Superfluous overload.

354

Superfluous overload.

llvm/unittests/Object/MutableELFObjectTest.cpp
400

Missing trailing full stop.

425

This shouldn't be auto. Can it be done inline in the check?

430

This shouldn't be auto.

441

Can this be done inline in the check?

445

Missing trailing full stop.

468

Probably requires a comment saying why "6".

481

"index. It"

But really, I'm not sure you should have these tests here. We don't usually test assertions. If this a likely situation to occur, then perhaps the methods should return an Expected.

jhenderson added inline comments.Aug 14 2019, 8:27 AM
llvm/unittests/Object/MutableELFObjectTest.cpp
418

Not sure, but it might be interesting to add some dynamic symbols and show that iterating over those isn't affected by the regular table changes.

433

I think it would be interesting to see what happens when you remove the second symbol too, leaving only the null entry. I also think it would be interesting to test what happens if you try to remove the null entry (I think this should probably be an error).

494

Again, a test case for trying to remove the null section header might be interesting (it should probably be an error).

504–505

Rather than looking at just one, you should probably loop over all of the remaining sections, including the null one.

abrachet updated this revision to Diff 215319.Aug 14 2019, 9:25 PM

Addressed review comments

abrachet marked 20 inline comments as done.Aug 14 2019, 9:30 PM
abrachet added inline comments.
llvm/unittests/Object/MutableELFObjectTest.cpp
418

Wow! Great catch! There was actually a bug here with my moveSymbolNext not differentiating between the two symbol tables. Thanks :)

433

I haven't done this or the similar comment for sections yet. Do you think the removeSymbol method should return Error or should this just be an assert?

jhenderson added inline comments.Aug 15 2019, 4:42 AM
llvm/include/llvm/Object/MutableELFObject.h
128

You've lost the "the" between "Gets" and "next".

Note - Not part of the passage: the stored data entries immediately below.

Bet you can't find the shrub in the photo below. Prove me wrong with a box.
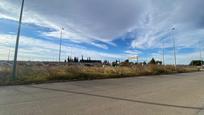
[0,63,198,85]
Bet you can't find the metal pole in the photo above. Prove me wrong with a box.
[8,45,11,62]
[172,28,177,70]
[162,41,165,65]
[199,41,203,67]
[137,56,139,64]
[58,27,63,63]
[12,0,24,79]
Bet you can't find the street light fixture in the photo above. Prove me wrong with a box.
[12,0,25,80]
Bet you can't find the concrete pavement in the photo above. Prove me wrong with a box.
[1,72,204,115]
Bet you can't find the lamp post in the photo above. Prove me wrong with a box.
[12,0,24,80]
[162,41,165,65]
[58,27,64,63]
[172,27,177,70]
[8,44,11,62]
[199,41,203,67]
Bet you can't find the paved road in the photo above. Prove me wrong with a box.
[1,72,204,115]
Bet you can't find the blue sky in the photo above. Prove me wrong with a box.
[0,0,204,64]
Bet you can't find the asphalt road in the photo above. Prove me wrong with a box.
[1,72,204,115]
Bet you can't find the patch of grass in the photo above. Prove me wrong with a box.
[0,64,199,85]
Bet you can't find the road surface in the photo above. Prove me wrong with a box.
[1,72,204,115]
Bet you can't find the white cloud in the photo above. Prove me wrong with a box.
[1,0,204,49]
[125,50,141,55]
[1,0,204,64]
[147,49,204,65]
[129,0,204,49]
[0,0,146,42]
[0,34,125,61]
[90,42,108,50]
[0,33,202,64]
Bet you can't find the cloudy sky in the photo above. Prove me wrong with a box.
[0,0,204,64]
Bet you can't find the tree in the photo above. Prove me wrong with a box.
[148,58,156,64]
[103,60,110,65]
[74,57,78,62]
[124,59,129,63]
[190,60,204,66]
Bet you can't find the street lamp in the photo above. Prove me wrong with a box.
[58,27,64,63]
[12,0,25,79]
[172,27,177,70]
[162,41,165,65]
[7,44,11,62]
[199,41,203,67]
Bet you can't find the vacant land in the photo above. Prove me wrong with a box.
[0,62,199,85]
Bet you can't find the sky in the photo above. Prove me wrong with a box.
[0,0,204,64]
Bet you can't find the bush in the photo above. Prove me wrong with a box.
[0,63,198,85]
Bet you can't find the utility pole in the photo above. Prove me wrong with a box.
[58,27,64,63]
[172,27,177,70]
[12,0,24,80]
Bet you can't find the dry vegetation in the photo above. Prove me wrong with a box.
[0,63,199,85]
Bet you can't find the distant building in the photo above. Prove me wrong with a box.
[189,60,204,66]
[80,57,102,66]
[80,59,102,63]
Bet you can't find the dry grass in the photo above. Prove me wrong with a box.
[0,64,199,85]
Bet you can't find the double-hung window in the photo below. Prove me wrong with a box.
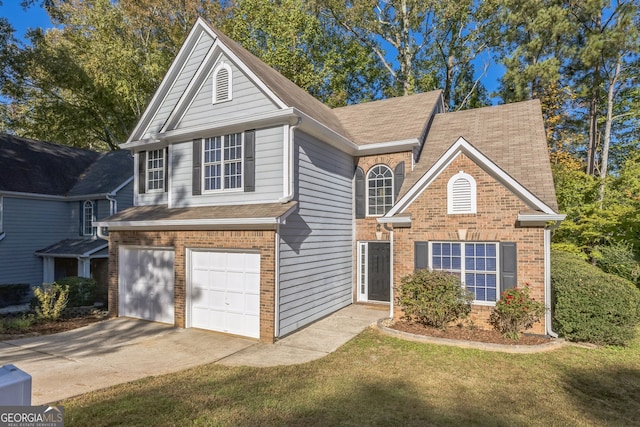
[431,242,498,304]
[146,149,165,192]
[203,133,243,191]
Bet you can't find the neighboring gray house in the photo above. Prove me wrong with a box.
[97,18,562,342]
[0,134,133,299]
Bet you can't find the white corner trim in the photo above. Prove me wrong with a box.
[386,137,558,217]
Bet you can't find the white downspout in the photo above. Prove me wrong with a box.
[97,193,117,240]
[279,117,301,203]
[274,225,281,339]
[544,220,563,338]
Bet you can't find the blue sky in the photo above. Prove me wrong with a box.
[0,2,52,40]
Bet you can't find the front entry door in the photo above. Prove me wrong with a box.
[368,242,390,302]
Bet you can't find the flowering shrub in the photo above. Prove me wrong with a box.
[33,283,70,321]
[489,285,545,340]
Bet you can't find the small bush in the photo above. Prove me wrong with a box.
[489,285,546,340]
[55,276,97,307]
[552,250,640,346]
[0,314,35,333]
[396,269,473,329]
[33,283,70,321]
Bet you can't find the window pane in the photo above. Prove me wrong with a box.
[486,257,496,271]
[442,244,451,256]
[476,258,485,271]
[433,258,441,269]
[486,245,496,257]
[466,244,474,257]
[433,244,441,256]
[452,243,461,256]
[475,244,485,256]
[367,165,393,215]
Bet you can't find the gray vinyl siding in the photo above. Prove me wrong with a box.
[176,56,278,130]
[143,34,214,139]
[0,197,77,286]
[171,125,285,207]
[114,181,134,212]
[277,131,353,337]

This part hasn't been addressed:

The comment should say what happens if there are no such indexes before the end of the table.

130

Why the cast? And what is the type of Range? I don't think you want auto here.

131

What happens if std::find_if returns Range.end()? Won't that result in you dereferencing something invalid?

151

You misunderstood my previous comment. I only wanted you to change the comment from the word "different". In other words, the full text should be:

/// Returns the index of the last element. This is different to size()
/// because size() returns the number of entries that haven't been removed.
llvm/unittests/Object/MutableELFObjectTest.cpp
433

Good question. I'd probably just assert for now.

484–485

added by yaml2obj

abrachet updated this revision to Diff 215420.Aug 15 2019, 9:42 AM
abrachet marked an inline comment as done.

Addressed review comments

abrachet marked 11 inline comments as done.Aug 15 2019, 9:51 AM
abrachet added inline comments.
llvm/include/llvm/Object/MutableELFObject.h
130

Because templates are very finicky :) The alternative is I could do seq<uint64_t>(CurrentIndex + 1, Mappings.size()). Do you have a preference either way?

131

I had to check this to make sure, *llvm::seq(0, 10).end() yields 10, so it just returns the index in the end state, so just Mappings.size().

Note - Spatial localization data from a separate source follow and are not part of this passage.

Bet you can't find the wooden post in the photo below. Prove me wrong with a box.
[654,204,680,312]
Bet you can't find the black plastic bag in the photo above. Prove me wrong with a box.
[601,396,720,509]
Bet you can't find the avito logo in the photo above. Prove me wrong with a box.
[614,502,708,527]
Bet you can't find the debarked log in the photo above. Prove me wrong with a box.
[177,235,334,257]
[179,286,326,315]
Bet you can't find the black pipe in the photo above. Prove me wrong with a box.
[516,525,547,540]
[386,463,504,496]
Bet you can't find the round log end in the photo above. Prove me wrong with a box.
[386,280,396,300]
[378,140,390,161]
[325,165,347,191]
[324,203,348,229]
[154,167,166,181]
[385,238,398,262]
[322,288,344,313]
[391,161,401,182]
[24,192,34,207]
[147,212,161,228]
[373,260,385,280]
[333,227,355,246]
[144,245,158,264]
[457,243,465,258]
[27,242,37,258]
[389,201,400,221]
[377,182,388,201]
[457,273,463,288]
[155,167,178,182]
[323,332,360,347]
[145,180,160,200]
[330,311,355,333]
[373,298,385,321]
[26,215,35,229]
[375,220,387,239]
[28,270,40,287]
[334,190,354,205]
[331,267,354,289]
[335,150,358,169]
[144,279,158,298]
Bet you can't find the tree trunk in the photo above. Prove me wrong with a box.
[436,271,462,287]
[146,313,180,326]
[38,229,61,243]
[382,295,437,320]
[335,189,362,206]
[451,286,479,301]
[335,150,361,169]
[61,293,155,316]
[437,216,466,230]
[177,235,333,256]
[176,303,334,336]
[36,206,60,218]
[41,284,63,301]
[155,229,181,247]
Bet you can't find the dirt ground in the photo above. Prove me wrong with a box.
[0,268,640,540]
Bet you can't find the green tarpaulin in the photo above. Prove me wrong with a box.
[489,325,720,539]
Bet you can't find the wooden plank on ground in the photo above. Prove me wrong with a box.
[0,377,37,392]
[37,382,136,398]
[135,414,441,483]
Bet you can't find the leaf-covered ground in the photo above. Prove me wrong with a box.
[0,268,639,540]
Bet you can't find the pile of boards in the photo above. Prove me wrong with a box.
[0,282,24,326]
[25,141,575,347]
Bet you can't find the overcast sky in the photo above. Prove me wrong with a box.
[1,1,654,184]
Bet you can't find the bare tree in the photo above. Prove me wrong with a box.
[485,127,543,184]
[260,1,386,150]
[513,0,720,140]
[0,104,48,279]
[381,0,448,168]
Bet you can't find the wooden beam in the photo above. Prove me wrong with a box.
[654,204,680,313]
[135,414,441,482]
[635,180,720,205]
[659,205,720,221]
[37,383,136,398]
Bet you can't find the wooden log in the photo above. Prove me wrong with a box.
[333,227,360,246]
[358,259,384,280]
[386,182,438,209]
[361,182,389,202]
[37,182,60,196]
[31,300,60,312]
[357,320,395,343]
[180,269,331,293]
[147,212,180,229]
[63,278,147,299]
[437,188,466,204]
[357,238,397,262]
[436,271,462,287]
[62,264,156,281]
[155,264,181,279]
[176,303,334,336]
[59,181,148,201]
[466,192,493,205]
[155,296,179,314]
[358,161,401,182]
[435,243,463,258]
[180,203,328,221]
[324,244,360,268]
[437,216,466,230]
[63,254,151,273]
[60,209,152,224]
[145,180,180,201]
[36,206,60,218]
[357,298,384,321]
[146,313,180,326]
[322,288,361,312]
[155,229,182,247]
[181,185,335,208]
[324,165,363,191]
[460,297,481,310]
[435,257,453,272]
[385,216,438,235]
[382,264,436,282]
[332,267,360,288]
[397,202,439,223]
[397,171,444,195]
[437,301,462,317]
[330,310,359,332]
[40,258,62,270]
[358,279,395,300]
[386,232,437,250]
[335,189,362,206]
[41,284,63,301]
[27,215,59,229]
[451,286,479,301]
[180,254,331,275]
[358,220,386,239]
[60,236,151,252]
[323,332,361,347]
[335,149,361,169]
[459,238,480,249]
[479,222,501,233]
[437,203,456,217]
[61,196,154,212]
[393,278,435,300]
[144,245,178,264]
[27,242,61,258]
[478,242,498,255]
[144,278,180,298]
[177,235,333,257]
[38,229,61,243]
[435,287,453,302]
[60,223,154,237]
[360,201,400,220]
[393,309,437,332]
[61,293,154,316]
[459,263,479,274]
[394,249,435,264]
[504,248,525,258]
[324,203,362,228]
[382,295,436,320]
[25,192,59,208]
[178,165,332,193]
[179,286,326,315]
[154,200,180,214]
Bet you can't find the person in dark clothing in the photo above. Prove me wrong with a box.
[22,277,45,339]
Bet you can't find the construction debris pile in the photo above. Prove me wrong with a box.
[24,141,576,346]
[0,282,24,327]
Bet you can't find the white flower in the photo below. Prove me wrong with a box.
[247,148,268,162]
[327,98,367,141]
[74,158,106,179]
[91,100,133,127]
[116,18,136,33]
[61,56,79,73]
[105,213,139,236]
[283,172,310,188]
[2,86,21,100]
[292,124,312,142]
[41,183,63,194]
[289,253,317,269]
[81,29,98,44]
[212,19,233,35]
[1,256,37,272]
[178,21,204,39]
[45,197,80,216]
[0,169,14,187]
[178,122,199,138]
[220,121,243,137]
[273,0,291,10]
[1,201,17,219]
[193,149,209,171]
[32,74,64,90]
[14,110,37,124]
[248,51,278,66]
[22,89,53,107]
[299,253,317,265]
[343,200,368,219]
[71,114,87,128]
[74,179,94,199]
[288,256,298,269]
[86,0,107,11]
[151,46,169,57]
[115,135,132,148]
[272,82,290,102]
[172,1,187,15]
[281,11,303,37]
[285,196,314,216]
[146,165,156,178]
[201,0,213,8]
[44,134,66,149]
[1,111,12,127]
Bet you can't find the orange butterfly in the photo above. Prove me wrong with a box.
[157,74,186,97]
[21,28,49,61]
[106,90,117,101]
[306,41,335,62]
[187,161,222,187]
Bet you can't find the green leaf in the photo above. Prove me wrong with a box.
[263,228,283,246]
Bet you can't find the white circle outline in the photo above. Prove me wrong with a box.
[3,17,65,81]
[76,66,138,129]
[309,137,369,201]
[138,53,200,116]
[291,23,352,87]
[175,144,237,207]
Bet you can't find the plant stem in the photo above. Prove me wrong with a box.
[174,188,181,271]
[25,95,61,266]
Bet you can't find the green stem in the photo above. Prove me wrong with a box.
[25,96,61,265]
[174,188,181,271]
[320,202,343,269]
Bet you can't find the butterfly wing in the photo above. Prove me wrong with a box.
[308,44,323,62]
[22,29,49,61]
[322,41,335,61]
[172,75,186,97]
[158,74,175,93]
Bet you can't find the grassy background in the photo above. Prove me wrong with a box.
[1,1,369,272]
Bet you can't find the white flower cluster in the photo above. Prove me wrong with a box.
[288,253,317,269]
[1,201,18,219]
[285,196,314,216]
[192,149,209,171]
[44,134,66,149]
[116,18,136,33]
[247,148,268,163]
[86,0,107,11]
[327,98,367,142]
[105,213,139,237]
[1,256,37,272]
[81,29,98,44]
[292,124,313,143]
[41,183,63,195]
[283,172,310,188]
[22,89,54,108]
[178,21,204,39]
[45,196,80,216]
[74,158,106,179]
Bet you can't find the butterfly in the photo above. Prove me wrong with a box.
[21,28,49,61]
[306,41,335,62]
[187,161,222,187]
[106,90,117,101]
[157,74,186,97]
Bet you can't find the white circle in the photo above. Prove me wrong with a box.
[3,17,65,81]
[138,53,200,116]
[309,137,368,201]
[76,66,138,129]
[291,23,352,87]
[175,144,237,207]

llvm/unittests/Object/MutableELFObjectTest.cpp
433

Ok, I've added assertions to removeSymbol and removeSection. I should not test these explicitly because it is an assert, right?

rupprecht added inline comments.Aug 16 2019, 1:55 PM
llvm/include/llvm/Object/MutableELFObject.h
133–137

*llvm::find_if(seq(CurrentIndex + 1, (uint64_t)Mappings.size()), [this](uint64_t Index) { ... });

191–196

Many of these methods are now linear, meaning this library isn't feasible to operate on files that have a large number of symbols (especially if you end up calling these methods in a loop and go quadratic). I think this is fine to experiment with but should be noted, so it can be fixed before adding uses of it.

llvm/unittests/Object/MutableELFObjectTest.cpp
484–488

I think writing a test matcher would make this more self-documenting than a comment.
e.g.
EXPECT_THAT(MutableObject, SectionsAre({".remove_me", ..., }));
which would check both std::distance and each section name by iterating over all sections.

Writing a test helper (instead of a full blown matcher) would also work; you might not need a thorough matcher outside of this test.

abrachet updated this revision to Diff 215735.Aug 16 2019, 7:07 PM
abrachet marked 3 inline comments as done.

Addressed review comments

abrachet marked 4 inline comments as done.Aug 16 2019, 7:12 PM
abrachet added inline comments.
llvm/include/llvm/Object/MutableELFObject.h
191–196

FWIW, I think size is the only method which gets its complexity changed, this can be solved by just keeping a running count, and having add and remove methods change Size. Does that sound ok?

Methods like getMutableSection index into the table without any checks to deleted entries so those are all O(1), I'm trying to think of others which became O(N^2) but I cannot think of them.

llvm/unittests/Object/MutableELFObjectTest.cpp
484–488

I created this MatchesRange template function. It's not as cool as what you were suggesting but I couldn't figure out how to make a gtest matcher.

jhenderson added inline comments.Aug 19 2019, 2:31 AM
llvm/include/llvm/Object/MutableELFObject.h
128–130

Hmm... thinking about it, how about "Gets the index of the next entry that hasn't ..." and "If there is no entry after ..."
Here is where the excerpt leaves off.